個別カウンセリングのテクニック
共感と同一化しないこと
共感とは、相手の感情や思考を間接的に理解する能力です。ただし、カウンセラーはクライアントと同一化してはいけません。専門的な距離感を保つことで、客観的に支援できるからです。たとえば、配偶者に対する暴力を行う人を支援する場合、クライアントの考えや感情を正しく把握し、クライアント自身がそれらを認識し変化できるよう導きます。
初回面接
カウンセリングを開始するクライアントはそれぞれ異なります。技法を選ぶ前に、カウンセラーはクライアントと目標を設定し、期待する成果や日常生活での意味を聞き出します。また、クライアントの性格・強み・課題を把握し、信頼関係を築くことも重要です。
カウンセリングアプローチ
個別カウンセリングの技法は、クライアントが抱える問題に応じて様々なアプローチに分類されます。
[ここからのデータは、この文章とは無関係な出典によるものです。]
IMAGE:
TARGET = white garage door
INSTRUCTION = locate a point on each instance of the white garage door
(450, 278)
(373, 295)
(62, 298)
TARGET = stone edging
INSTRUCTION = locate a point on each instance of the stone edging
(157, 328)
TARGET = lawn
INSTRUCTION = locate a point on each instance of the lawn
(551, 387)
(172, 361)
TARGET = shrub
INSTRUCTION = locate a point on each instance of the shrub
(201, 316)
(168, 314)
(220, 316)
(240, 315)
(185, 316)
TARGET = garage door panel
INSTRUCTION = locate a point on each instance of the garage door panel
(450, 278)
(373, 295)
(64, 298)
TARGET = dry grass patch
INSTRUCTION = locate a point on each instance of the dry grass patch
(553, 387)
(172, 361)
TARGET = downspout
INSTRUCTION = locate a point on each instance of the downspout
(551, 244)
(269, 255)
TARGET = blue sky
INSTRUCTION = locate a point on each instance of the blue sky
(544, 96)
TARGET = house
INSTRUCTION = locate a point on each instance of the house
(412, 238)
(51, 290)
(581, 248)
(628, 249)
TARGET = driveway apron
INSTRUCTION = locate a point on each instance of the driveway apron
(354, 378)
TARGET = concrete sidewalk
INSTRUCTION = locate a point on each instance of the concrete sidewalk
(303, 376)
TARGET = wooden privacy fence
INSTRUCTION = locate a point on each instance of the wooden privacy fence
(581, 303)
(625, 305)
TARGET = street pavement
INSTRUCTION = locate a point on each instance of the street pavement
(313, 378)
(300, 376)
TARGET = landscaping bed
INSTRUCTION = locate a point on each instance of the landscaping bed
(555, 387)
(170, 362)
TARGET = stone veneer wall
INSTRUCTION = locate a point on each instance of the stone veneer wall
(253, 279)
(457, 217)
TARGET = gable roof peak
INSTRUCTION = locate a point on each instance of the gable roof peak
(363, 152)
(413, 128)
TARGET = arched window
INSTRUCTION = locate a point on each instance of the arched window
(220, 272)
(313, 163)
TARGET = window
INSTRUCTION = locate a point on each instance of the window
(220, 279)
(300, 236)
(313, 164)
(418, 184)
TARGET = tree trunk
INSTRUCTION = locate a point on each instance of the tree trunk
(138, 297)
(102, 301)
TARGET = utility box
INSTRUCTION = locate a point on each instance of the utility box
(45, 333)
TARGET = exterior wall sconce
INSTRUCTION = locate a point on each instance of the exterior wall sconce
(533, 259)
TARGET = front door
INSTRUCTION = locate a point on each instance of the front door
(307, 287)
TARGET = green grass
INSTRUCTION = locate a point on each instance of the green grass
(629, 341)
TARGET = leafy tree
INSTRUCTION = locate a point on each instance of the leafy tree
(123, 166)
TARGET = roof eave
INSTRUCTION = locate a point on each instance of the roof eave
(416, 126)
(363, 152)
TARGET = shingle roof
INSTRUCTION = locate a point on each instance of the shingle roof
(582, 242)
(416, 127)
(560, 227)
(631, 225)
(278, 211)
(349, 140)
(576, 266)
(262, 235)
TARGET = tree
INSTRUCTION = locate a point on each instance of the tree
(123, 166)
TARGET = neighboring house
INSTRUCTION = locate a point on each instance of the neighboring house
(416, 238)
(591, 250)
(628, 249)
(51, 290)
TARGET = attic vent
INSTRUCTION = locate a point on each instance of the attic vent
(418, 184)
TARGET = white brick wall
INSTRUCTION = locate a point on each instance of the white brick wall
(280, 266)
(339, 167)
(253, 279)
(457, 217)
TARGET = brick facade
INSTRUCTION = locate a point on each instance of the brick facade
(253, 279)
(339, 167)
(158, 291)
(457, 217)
たとえば、自己破壊的な行動を繰り返す人には、認知行動療法を用いて無意識の思考パターンを明らかにします。原因不明の情緒不安定を訴える人には、精神力動的アプローチで幼少期の抑圧体験を探ります。各アプローチにはそれぞれ臨床技法が伴います。
会話技法
アプローチに関わらず、カウンセラーとクライアントの関係は会話を通じて築かれます。クライアントは言語を通じて先入観や価値判断、好み・嫌いを示します。カウンセラーはこれらの思考パターンを正確に捉え、問題解決を支援します。誤解を防ぎ、クライアントに安心感を与える技法として、アクティブリスニング、パラフレーズ、要約、評価しない表情・姿勢、豊富なメモ取りがあります。